LIBRI Candido
Il giovane siciliano protagonista di Sciascia è figlio delle contraddizioni del suo tempo
di Roberta Errico
Duecentodiciotto anni separano il Candide, ou l'Optimisme di Voltaire e il Candido, ovvero un sogno fatto in Sicilia di Leonardo Sciascia, ma gli intenti e l’ironia sono molto simili – lo scrittore originario di Racalmuto, a scanso di equivoci, confermò: “Voltaire è una delle mie bibbie”. Il Candido di Sciascia nasce in Sicilia la notte dello sbarco degli anglo-americani, tra il 9 e il 10 luglio 1943. Il protagonista cresce in un contesto borghese, i suoi genitori sono l’avvocato Munafò e la madre Maria Grazia, figlia di un gerarca fascista. Sin da bambino, Candido, sviluppa un carattere sincero e privo di pregiudizi, circostanza che influirà negativamente su tutti gli eventi che costelleranno la sua vita.
Al pari del Candido della metà del 1600, anche il giovane omonimo siciliano della metà del ‘900 affronta le contraddizioni del suo tempo, da cui non è per nulla intimorito, forte della sua integrità: “Noi siamo quel che facciamo. Le intenzioni, specialmente se buone, e i rimorsi, specialmente se giusti, ognuno, dentro di sé, può giocarseli come vuole, fino alla disintegrazione, alla follia. Ma un fatto è un fatto: non ha contraddizioni, non ha ambiguità, non contiene il diverso e il contrario,” scrive Sciascia. “Le cose sono sempre semplici,” mormora Candido, sarà appunto il suo desiderio di chiamare le cose con il loro nome a procurargli l’inimicizia delle persone e a far sì che addirittura la madre lo definisca “un piccolo mostro”. Emblematico in tal senso è uno dei primi episodi che lo vedono coinvolto: da bambino ascolta per caso la confessione di un assassino che si era recato dal padre per ottenere assistenza legale. Candido racconta l’accaduto ai compagni di asilo, la voce si sparge e arriva fino all’orecchio dei Carabinieri che si trovano costretti a interrogare il piccolo. È così che quello stesso giorno, colto da una insanabile vergogna, l’avvocato Munafò si suicida.

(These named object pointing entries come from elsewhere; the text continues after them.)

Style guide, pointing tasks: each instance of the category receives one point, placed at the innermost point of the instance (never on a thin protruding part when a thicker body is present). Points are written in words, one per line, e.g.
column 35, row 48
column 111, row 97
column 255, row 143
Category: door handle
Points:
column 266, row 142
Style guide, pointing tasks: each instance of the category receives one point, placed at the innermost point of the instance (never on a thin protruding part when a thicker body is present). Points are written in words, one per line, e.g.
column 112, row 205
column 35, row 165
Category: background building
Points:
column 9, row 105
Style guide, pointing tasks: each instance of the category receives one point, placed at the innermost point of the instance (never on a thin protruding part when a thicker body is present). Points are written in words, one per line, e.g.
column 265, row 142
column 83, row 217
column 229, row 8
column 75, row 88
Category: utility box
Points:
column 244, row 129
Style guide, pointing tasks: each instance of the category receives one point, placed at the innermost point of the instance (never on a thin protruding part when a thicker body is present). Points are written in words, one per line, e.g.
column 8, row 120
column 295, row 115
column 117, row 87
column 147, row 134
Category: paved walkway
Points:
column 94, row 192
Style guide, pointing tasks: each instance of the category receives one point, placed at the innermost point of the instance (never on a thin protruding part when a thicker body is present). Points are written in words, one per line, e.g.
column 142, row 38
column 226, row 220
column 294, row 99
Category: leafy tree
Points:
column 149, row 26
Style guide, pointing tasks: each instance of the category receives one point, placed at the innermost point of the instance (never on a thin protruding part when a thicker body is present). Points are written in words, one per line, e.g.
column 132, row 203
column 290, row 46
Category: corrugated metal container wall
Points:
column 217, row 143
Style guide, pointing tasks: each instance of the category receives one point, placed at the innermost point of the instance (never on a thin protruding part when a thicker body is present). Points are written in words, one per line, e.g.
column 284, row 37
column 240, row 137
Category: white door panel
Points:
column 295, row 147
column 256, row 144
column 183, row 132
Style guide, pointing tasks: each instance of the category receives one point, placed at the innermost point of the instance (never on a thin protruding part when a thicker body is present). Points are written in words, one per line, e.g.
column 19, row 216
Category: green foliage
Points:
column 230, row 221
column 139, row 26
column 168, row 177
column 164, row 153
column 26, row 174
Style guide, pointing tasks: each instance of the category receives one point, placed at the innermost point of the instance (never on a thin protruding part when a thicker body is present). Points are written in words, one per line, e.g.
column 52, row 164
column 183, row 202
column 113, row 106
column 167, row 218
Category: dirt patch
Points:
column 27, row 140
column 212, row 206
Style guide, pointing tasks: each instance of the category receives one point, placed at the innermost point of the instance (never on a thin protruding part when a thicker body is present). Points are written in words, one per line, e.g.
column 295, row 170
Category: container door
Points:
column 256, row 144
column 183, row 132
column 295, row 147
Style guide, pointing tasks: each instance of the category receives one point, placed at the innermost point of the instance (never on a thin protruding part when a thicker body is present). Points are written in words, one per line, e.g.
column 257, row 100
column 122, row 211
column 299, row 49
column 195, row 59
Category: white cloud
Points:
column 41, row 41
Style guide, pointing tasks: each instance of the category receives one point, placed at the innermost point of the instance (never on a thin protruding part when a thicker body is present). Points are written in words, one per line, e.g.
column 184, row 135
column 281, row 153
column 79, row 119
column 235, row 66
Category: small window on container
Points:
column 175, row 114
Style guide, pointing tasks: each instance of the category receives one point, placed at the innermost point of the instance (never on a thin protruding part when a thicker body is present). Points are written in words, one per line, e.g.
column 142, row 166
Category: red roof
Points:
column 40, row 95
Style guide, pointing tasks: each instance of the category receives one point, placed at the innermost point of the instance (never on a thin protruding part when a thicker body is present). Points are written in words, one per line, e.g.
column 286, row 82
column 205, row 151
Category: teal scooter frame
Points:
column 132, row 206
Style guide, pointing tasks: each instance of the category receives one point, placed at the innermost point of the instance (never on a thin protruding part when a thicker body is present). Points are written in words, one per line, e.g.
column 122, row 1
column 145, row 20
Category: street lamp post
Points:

Candido, dopo l’accaduto, viene posto sotto la tutela del nonno Cressi che intanto, dopo la guerra, ha deciso di riciclare i suoi ideali fascisti all’interno della Democrazia cristiana, episodio che Sciascia usa per denunciare un dato storico conclamato e cioè che molti ex fascisti confluirono nelle fila della neonata Dc. Il vecchio generale non ha tempo da dedicare al giovane, così decide di affidare la sua istruzione a Don Antonio, un arciprete. Le convinzioni religiose dell'arciprete, però – anche grazie al confronto con Candido – cominciano a vacillare e, dopo varie vicissitudini il religioso decide di lasciare l’ordine sacerdotale e divenire laico, dopodiché insieme a Candido si iscrive al Partito comunista italiano. “Essere comunista era insomma, per Candido, un fatto quasi di natura: il capitalismo portava l'uomo alla dissoluzione, alla fine; l'istinto della conservazione, la volontà di sopravvivere, ecco che avevano trovato forma nel comunismo”, scrive Sciascia, “Il comunismo era insomma qualcosa che aveva a che fare con l'amore […] Don Antonio questo lo capiva e, generalmente e genericamente, lo approvava; ma riguardo a sé, al suo essere comunista, aveva idea diversa. Un prete che non è più prete,” diceva, “o si sposa o diventa comunista. In un modo o nell'altro deve continuare a stare dalla parte della speranza: ma in un modo o nell'altro, non in tutti e due i modi”. Anche nel partito, però, la sincerità di Candido non è bene accetta e questo lo pone in conflitto con i compagni, che alla fine decidono di espellerlo. La vita di Candido vive intanto le gioie dell’amore: il giovane siciliano s'innamora prima di Paola, la domestica del nonno, e poi di Francesca, con la quale fugge dalla Sicilia per andare a vivere prima a Torino e poi a Parigi, la città piena di miti letterari e libertari, dove il racconto trova la sua conclusione.